Jyoti hoped the event would provide exposure to the state’s scientists and encourage students to take up scientific research.

Prime Minister Manmohan Singh will inaugurate the event, whose theme is “innovations in science and technology for inclusive development”.

There will be 14 brainstorming sessions in addition to a plenary session, a science communicator meeting, a science exposition, a women’s science congress and a children’s science congress. Authorities are making elaborate security arrangements.

The first Indian Science Congress was held at Asiatic Society, Calcutta, in 1914 under the presidentship of Sir Asutosh Mookerjee. Calcutta also hosted the centenary congress in January last year.

Jyoti said the reason the Indian Science Congress had stayed away from the state so far was the absence of facilities at Jammu and Kashmir’s universities to “accommodate such a big gathering”.

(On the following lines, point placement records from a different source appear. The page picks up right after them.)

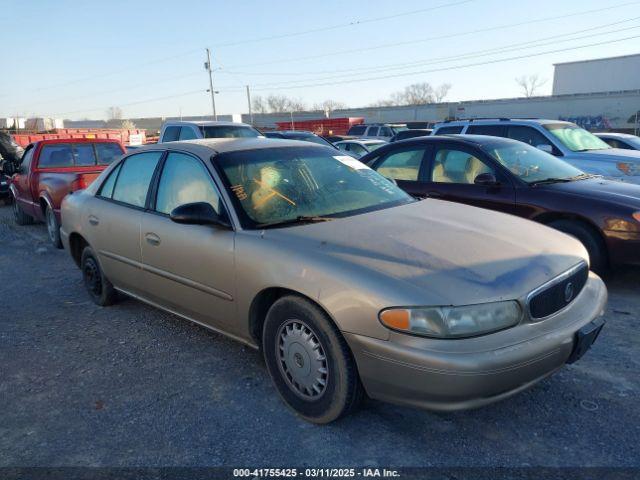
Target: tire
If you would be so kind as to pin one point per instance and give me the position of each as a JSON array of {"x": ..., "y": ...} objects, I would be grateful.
[
  {"x": 99, "y": 288},
  {"x": 19, "y": 216},
  {"x": 594, "y": 244},
  {"x": 53, "y": 227},
  {"x": 309, "y": 361}
]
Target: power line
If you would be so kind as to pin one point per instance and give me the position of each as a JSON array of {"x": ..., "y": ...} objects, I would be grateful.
[
  {"x": 439, "y": 37},
  {"x": 473, "y": 54},
  {"x": 341, "y": 25}
]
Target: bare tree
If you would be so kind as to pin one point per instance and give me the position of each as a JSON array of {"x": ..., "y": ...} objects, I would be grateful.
[
  {"x": 259, "y": 105},
  {"x": 440, "y": 92},
  {"x": 530, "y": 84},
  {"x": 114, "y": 113},
  {"x": 329, "y": 106},
  {"x": 416, "y": 94}
]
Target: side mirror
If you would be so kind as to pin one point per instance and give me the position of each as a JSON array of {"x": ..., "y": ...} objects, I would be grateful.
[
  {"x": 198, "y": 213},
  {"x": 486, "y": 179},
  {"x": 545, "y": 147}
]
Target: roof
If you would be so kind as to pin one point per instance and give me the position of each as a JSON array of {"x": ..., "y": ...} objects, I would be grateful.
[{"x": 604, "y": 59}]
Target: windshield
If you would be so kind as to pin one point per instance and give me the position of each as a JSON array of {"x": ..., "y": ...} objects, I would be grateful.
[
  {"x": 575, "y": 138},
  {"x": 398, "y": 128},
  {"x": 276, "y": 185},
  {"x": 374, "y": 146},
  {"x": 228, "y": 131},
  {"x": 529, "y": 163}
]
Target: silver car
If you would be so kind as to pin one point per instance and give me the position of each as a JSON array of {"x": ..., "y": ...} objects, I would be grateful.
[{"x": 347, "y": 284}]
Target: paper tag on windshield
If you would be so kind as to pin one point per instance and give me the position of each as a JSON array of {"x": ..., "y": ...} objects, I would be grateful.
[{"x": 351, "y": 162}]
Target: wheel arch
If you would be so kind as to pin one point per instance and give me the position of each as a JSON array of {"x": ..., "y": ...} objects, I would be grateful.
[{"x": 77, "y": 243}]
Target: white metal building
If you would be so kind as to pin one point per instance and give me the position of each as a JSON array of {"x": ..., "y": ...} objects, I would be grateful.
[{"x": 598, "y": 75}]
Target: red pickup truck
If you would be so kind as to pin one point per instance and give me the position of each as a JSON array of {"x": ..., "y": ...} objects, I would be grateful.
[{"x": 51, "y": 169}]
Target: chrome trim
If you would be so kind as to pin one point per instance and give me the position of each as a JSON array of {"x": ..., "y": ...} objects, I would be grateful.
[
  {"x": 186, "y": 317},
  {"x": 549, "y": 284}
]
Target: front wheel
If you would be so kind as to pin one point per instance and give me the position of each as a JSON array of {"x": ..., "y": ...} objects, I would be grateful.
[
  {"x": 19, "y": 216},
  {"x": 53, "y": 228},
  {"x": 309, "y": 361},
  {"x": 592, "y": 242},
  {"x": 98, "y": 286}
]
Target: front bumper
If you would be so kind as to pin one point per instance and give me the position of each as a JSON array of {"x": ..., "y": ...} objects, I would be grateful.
[{"x": 468, "y": 373}]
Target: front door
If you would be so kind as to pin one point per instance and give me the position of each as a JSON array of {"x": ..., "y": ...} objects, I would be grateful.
[
  {"x": 188, "y": 269},
  {"x": 113, "y": 219}
]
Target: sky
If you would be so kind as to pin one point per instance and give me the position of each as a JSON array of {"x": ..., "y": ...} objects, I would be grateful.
[{"x": 75, "y": 59}]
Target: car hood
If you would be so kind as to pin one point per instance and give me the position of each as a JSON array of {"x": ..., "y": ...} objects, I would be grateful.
[
  {"x": 438, "y": 251},
  {"x": 622, "y": 193},
  {"x": 611, "y": 153}
]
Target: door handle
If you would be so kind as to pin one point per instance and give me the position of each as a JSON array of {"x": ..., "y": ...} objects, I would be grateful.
[{"x": 152, "y": 239}]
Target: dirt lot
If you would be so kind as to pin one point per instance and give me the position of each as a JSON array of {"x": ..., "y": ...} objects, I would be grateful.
[{"x": 132, "y": 386}]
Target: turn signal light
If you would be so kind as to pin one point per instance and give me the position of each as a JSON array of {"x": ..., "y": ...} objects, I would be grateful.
[{"x": 396, "y": 318}]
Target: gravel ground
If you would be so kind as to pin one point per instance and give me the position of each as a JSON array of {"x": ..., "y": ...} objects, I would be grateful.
[{"x": 129, "y": 385}]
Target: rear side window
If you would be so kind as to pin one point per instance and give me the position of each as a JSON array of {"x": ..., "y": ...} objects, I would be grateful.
[
  {"x": 171, "y": 134},
  {"x": 56, "y": 155},
  {"x": 134, "y": 179},
  {"x": 187, "y": 133},
  {"x": 184, "y": 180},
  {"x": 357, "y": 130},
  {"x": 449, "y": 130},
  {"x": 403, "y": 165},
  {"x": 107, "y": 152},
  {"x": 493, "y": 130}
]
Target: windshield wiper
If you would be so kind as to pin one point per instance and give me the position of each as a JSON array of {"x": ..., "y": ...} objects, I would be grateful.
[
  {"x": 549, "y": 181},
  {"x": 297, "y": 220}
]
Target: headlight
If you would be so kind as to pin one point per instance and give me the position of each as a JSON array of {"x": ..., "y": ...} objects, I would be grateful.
[{"x": 453, "y": 322}]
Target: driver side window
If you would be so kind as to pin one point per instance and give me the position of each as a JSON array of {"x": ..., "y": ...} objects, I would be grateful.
[
  {"x": 457, "y": 166},
  {"x": 185, "y": 180}
]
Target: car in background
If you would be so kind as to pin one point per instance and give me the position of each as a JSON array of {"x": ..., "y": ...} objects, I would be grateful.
[
  {"x": 565, "y": 140},
  {"x": 359, "y": 148},
  {"x": 411, "y": 133},
  {"x": 624, "y": 141},
  {"x": 516, "y": 178},
  {"x": 50, "y": 170},
  {"x": 174, "y": 131},
  {"x": 344, "y": 282},
  {"x": 381, "y": 131},
  {"x": 299, "y": 135}
]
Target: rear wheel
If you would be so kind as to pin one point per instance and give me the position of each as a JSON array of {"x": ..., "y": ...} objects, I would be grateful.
[
  {"x": 53, "y": 228},
  {"x": 19, "y": 216},
  {"x": 309, "y": 361},
  {"x": 99, "y": 288},
  {"x": 590, "y": 239}
]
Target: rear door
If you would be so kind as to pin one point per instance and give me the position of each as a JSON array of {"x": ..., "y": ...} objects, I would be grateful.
[
  {"x": 188, "y": 269},
  {"x": 451, "y": 176},
  {"x": 406, "y": 166},
  {"x": 114, "y": 216}
]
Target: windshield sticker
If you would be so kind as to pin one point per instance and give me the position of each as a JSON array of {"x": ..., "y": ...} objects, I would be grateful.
[{"x": 351, "y": 162}]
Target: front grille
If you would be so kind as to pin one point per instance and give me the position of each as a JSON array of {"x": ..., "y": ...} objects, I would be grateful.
[{"x": 559, "y": 293}]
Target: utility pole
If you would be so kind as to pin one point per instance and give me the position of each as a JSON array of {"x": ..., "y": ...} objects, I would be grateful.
[
  {"x": 249, "y": 102},
  {"x": 207, "y": 66}
]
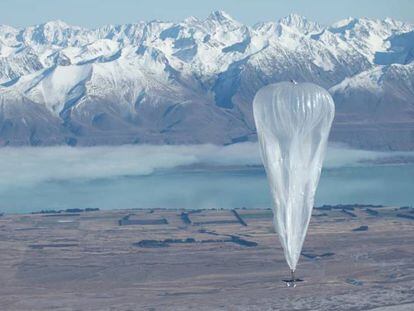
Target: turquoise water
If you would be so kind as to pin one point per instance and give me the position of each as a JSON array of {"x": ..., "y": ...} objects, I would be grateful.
[{"x": 205, "y": 188}]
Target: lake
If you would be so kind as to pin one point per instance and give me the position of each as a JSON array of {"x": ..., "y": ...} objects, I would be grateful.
[{"x": 189, "y": 177}]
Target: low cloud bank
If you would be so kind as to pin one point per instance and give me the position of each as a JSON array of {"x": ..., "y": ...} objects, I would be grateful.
[{"x": 27, "y": 165}]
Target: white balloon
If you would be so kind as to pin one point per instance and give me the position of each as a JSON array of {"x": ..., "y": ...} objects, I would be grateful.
[{"x": 293, "y": 123}]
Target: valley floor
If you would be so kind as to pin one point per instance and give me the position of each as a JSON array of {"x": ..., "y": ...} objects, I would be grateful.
[{"x": 354, "y": 258}]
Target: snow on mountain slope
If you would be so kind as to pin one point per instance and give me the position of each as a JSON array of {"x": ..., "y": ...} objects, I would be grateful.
[{"x": 193, "y": 81}]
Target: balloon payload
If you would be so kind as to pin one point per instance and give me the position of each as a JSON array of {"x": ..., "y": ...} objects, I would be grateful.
[{"x": 293, "y": 123}]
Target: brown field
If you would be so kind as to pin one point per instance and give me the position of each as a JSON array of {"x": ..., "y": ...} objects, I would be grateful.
[{"x": 206, "y": 260}]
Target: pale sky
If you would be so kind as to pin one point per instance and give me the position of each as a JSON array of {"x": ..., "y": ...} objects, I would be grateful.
[{"x": 94, "y": 13}]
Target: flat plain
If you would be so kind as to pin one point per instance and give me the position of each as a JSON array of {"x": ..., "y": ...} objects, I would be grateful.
[{"x": 354, "y": 258}]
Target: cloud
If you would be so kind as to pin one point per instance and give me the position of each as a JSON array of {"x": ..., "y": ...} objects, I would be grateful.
[{"x": 27, "y": 165}]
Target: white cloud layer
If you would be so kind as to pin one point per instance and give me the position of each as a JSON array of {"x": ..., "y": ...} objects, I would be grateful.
[{"x": 28, "y": 165}]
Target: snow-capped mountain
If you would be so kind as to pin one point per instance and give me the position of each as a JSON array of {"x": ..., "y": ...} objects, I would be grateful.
[{"x": 194, "y": 81}]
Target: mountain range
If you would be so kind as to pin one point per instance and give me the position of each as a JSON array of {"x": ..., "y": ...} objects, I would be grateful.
[{"x": 194, "y": 81}]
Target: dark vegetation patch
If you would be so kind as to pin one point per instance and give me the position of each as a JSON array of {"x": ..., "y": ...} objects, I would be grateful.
[
  {"x": 168, "y": 242},
  {"x": 361, "y": 228},
  {"x": 310, "y": 255},
  {"x": 56, "y": 245},
  {"x": 126, "y": 220}
]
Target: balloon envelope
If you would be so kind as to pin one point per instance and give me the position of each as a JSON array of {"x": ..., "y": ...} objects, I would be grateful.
[{"x": 293, "y": 123}]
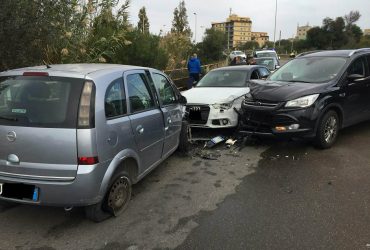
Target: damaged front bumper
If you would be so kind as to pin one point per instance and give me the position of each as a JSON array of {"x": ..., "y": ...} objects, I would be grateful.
[{"x": 275, "y": 121}]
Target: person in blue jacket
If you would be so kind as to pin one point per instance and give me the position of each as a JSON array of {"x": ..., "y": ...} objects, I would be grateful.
[{"x": 194, "y": 70}]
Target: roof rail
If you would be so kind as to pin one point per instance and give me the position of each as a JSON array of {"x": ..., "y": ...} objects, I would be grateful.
[
  {"x": 307, "y": 53},
  {"x": 358, "y": 51}
]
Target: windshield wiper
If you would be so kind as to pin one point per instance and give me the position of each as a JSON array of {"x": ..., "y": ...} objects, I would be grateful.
[
  {"x": 298, "y": 81},
  {"x": 9, "y": 118}
]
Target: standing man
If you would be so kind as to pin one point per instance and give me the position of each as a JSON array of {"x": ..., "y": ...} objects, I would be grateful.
[{"x": 194, "y": 70}]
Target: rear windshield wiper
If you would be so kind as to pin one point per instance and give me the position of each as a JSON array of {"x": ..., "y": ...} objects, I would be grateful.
[{"x": 9, "y": 118}]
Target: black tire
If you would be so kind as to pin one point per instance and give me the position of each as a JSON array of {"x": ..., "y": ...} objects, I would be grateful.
[
  {"x": 184, "y": 144},
  {"x": 327, "y": 130},
  {"x": 115, "y": 201}
]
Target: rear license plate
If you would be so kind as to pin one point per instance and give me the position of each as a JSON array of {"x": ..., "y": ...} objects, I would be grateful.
[{"x": 18, "y": 191}]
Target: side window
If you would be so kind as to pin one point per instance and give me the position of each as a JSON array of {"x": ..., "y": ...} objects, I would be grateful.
[
  {"x": 358, "y": 67},
  {"x": 139, "y": 93},
  {"x": 254, "y": 74},
  {"x": 165, "y": 90},
  {"x": 115, "y": 100},
  {"x": 264, "y": 73}
]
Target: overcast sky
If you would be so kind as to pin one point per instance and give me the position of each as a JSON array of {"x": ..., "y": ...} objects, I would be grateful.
[{"x": 262, "y": 13}]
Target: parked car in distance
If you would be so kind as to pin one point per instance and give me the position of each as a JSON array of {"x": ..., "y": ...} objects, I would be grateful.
[
  {"x": 212, "y": 103},
  {"x": 270, "y": 62},
  {"x": 82, "y": 134},
  {"x": 236, "y": 53},
  {"x": 267, "y": 53},
  {"x": 314, "y": 95}
]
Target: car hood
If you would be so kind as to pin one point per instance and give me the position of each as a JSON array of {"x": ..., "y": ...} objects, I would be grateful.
[
  {"x": 204, "y": 95},
  {"x": 277, "y": 91}
]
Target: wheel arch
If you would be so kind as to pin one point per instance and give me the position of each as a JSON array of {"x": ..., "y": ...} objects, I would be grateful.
[
  {"x": 128, "y": 161},
  {"x": 335, "y": 107}
]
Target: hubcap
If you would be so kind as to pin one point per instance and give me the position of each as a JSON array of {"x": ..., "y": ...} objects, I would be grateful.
[
  {"x": 119, "y": 194},
  {"x": 331, "y": 127}
]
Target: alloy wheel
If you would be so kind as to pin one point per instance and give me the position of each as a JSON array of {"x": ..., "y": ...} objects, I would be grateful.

But official sources said the state’s troubled past too had proved a deterrent, although parts of Jammu have largely remained peaceful over the years.

Last year, though, was one of the most turbulent periods in Jammu’s recent history and was marked by a spate of attacks by Pakistani troops or infiltrators.

An Indian jawan was beheaded in Poonch while a twin suicide attack on police and army camps left 10 soldiers and cops dead. Jammu also witnessed intense border skirmishes last year.